Submitted to: American Society of Agronomy
Publication Type: Abstract Only
Publication Acceptance Date: September 11, 2001
Publication Date: N/A
Controlling nutrient leaching presents a challenge for developing nutrient management plans that must develop rate and time of application strategies for specific soils, hydrology, and the crop- tillage systems. Nutrient leaching is usually applied to N movement out of the rootzone, but it can also occur for P. Major leaching events occur when soil nutrient concentrations are high and water is moving through the profile. Nutrient management factors such as rate and time of nutrient application, selection of crop rotation, and use of scavenger crops can be used to lower soil nutrient concentrations and reduce leaching risks.
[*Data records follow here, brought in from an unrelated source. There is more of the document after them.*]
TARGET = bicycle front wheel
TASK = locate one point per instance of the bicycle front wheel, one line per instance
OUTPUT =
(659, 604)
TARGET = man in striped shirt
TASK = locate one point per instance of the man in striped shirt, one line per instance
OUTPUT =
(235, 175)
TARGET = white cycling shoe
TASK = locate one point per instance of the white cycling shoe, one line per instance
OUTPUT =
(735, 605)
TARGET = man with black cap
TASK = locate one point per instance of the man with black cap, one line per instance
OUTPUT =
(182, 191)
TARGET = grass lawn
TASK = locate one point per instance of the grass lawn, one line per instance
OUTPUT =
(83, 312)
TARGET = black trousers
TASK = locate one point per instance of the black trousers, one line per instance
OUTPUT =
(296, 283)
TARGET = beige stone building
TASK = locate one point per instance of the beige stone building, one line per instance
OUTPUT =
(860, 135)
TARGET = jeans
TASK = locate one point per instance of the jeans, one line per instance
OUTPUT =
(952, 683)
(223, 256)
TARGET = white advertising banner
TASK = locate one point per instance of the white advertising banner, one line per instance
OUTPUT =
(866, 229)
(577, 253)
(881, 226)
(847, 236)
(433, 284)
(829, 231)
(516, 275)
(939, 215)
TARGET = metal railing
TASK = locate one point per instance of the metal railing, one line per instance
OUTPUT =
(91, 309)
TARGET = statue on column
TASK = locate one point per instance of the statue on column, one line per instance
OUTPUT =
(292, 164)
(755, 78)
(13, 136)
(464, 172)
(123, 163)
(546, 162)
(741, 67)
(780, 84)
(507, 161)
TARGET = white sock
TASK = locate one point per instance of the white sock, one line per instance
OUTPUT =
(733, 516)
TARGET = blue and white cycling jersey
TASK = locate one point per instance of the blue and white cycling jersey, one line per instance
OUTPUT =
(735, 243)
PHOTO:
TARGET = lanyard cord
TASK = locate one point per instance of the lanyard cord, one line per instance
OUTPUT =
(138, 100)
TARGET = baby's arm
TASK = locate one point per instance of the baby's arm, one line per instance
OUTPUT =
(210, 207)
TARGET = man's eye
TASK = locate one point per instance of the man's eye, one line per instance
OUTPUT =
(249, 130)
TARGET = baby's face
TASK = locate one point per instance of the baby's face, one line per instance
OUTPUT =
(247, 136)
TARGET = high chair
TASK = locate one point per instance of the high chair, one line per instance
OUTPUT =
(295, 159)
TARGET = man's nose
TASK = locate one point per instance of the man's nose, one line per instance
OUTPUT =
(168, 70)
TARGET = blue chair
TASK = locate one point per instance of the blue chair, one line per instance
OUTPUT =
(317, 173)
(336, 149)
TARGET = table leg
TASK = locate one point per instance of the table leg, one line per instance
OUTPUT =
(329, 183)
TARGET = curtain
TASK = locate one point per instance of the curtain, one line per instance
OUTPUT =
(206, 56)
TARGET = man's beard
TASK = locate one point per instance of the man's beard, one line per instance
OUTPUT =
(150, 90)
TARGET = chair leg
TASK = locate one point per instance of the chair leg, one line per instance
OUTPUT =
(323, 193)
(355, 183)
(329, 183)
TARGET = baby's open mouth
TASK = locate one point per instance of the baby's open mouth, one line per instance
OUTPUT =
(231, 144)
The quantity and time of irrigation/rain, soil water holding capacity and hydraulic conductivity, and the degree of preferential-flow vs. convective-flow will affect soil water movement. The primary management factor affecting water movement through sub-humid region soils is irrigation management. In humid regions climatic factors exert major influences on leaching by affecting the quantity and time of precipitation in relation to crop water use, the intensity of rain (run-off vs. infiltration), and the probability of surface-saturation conditions (preferential-flow events). A series of nutrient management alternatives will be presented for both rain-fed and irrigated systems that illustrate the application of the above principles to increase nutrient uptake efficiency and protect water quality.